As gotículas podem ser pesadas e cair rapidamente em objetos ou pessoas, ou podem ser pequenas e leves, permanecendo no ar por longos períodos e distâncias. A avaliação do CDC depende em parte se o vírus está presente apenas em gotículas grandes ou também nas muito pequenas, chamadas aerossóis.

Um debate semelhante se desenrolou no início da pandemia de coronavírus, quando a agência e a OMS focaram em grandes gotículas como principal via de transmissão. Mas os aerossóis acabaram sendo um fator importante.

A nova orientação do CDC sobre a varíola do macaco descreveu as gotículas respiratórias emitidas pelos pacientes como “secreções que caem rapidamente do ar”. Mas o vírus “pode estar presente em partículas respiratórias de qualquer tamanho”, não apenas em gotículas grandes, disse Lidia Morawska, especialista em qualidade do ar da Universidade de Tecnologia de Queensland, na Austrália.

“Na minha opinião, não há base para a afirmação de que o vírus é transmitido apenas por grandes gotículas e apresenta risco de infecção apenas a curtas distâncias”, escreveu ela em um e-mail.

Os pacientes no surto atual parecem ter sido infectados por meio de contato próximo e prolongado, disseram autoridades do CDC na sexta-feira. Mas isso pode ser difícil de determinar.

Quando as pessoas estão em contato próximo, pode ser impossível distinguir se um vírus foi transmitido pelo toque, spray de grandes gotículas ou inalação de aerossóis, disse Marr.

“A ocorrência de transmissão em tais situações não define como o vírus passou de uma pessoa para outra”, acrescentou. Se a transmissão pode ocorrer pela pulverização de gotículas respiratórias, “então quase certamente também ocorre pela inalação de aerossóis”.

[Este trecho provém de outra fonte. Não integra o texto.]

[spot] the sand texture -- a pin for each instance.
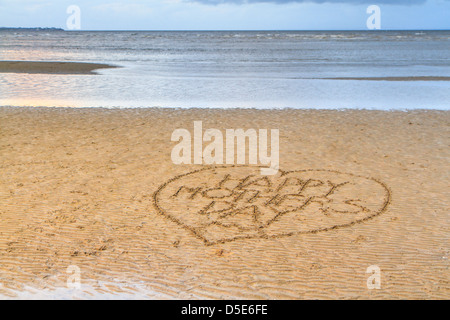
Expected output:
(96, 189)
(47, 67)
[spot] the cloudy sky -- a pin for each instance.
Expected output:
(226, 14)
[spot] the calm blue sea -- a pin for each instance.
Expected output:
(257, 69)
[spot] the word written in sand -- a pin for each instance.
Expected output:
(214, 153)
(224, 204)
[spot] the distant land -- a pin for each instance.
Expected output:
(30, 29)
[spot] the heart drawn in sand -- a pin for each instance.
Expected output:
(224, 204)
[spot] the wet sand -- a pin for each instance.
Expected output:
(96, 189)
(46, 67)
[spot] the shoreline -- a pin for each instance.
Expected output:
(52, 67)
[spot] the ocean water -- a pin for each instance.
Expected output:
(257, 69)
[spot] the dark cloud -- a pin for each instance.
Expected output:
(392, 2)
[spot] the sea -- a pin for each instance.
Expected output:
(380, 70)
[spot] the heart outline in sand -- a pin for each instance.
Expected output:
(260, 224)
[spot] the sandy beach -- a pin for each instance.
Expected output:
(97, 189)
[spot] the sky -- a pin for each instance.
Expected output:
(227, 14)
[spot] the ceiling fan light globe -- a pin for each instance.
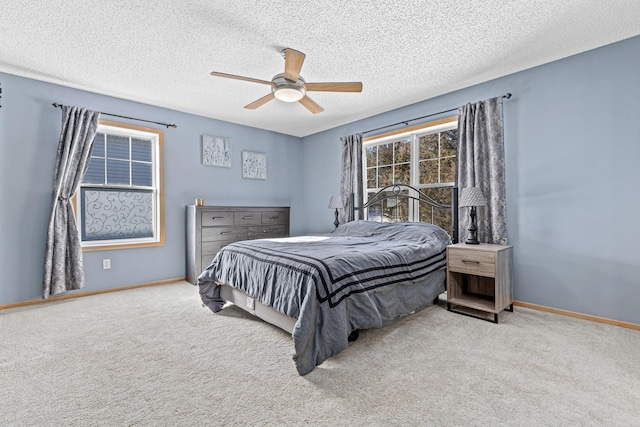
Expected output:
(289, 94)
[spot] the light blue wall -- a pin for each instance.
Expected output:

Ainda assim, a maioria dos especialistas concorda que, seja qual for a contribuição dos aerossóis inalados, a varíola do macaco não parece ser transmitida nas distâncias que o coronavírus ou o vírus do sarampo podem ser.

“Concordo que a maior parte da transmissão da varíola do macaco ocorre pelo toque – provavelmente o contato direto entre as membranas mucosas”, disse o Dr. Milton.

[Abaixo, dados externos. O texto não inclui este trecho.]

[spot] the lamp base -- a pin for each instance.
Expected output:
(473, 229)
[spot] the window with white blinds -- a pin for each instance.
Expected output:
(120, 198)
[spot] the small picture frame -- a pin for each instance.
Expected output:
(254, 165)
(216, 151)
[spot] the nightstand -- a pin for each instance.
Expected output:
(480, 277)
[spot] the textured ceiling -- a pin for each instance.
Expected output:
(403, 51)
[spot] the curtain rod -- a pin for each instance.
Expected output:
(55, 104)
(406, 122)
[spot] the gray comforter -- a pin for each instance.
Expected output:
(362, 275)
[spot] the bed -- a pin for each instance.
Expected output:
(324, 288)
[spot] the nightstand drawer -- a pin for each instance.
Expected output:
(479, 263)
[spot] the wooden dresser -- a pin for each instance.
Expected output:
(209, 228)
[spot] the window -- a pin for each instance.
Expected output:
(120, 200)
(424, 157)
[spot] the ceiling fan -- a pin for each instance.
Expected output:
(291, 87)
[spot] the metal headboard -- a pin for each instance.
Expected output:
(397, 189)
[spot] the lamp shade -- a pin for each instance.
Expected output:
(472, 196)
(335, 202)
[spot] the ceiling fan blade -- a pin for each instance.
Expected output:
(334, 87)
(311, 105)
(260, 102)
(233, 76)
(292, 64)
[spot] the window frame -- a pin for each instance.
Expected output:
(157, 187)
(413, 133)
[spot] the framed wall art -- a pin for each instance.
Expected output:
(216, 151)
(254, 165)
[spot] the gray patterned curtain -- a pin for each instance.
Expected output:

Mas o “CDC parece estar preso à terminologia antiga”, disse ele. “Nós realmente precisamos falar sobre transmissão usando termos que digam claramente como isso acontece – através do toque, spray ou inalação.”

O próprio CDC reconhece a possibilidade de transmissão aérea de curto alcance em seus conselhos aos médicos. A agência recomenda que os pacientes usem máscaras e que os profissionais de saúde que cuidam deles usem respiradores N95, necessários para filtrar aerossóis.

Também adverte que “os procedimentos que podem espalhar secreções orais devem ser realizados em uma sala de isolamento de infecções transmitidas pelo ar”.
Há evidências de que a varíola do macaco pode sobreviver em aerossóis e que o vírus inalado pode causar doenças em macacos. A transmissão aérea pode não ser ideal para o vírus da varíola do macaco no entanto.

Os pacientes podem não liberar muitos vírus em aerossóis, o vírus pode não permanecer infeccioso por muito tempo ou a quantidade de vírus inalada necessária para infectar alguém pode ser muito alta, disse Marr. Se for esse o caso, é provável que a transmissão aérea ocorra apenas entre pessoas que estão próximas por longos períodos. Ainda assim, autoridades de saúde da Grã-Bretanha, como as dos Estados Unidos, disseram que muitos pacientes parecem não saber quando ou onde podem ter sido infectados.

Se eles foram infectados sem contato próximo, “é possível que a transmissão aérea esteja ocorrendo mais do que imaginamos”, disse Marr.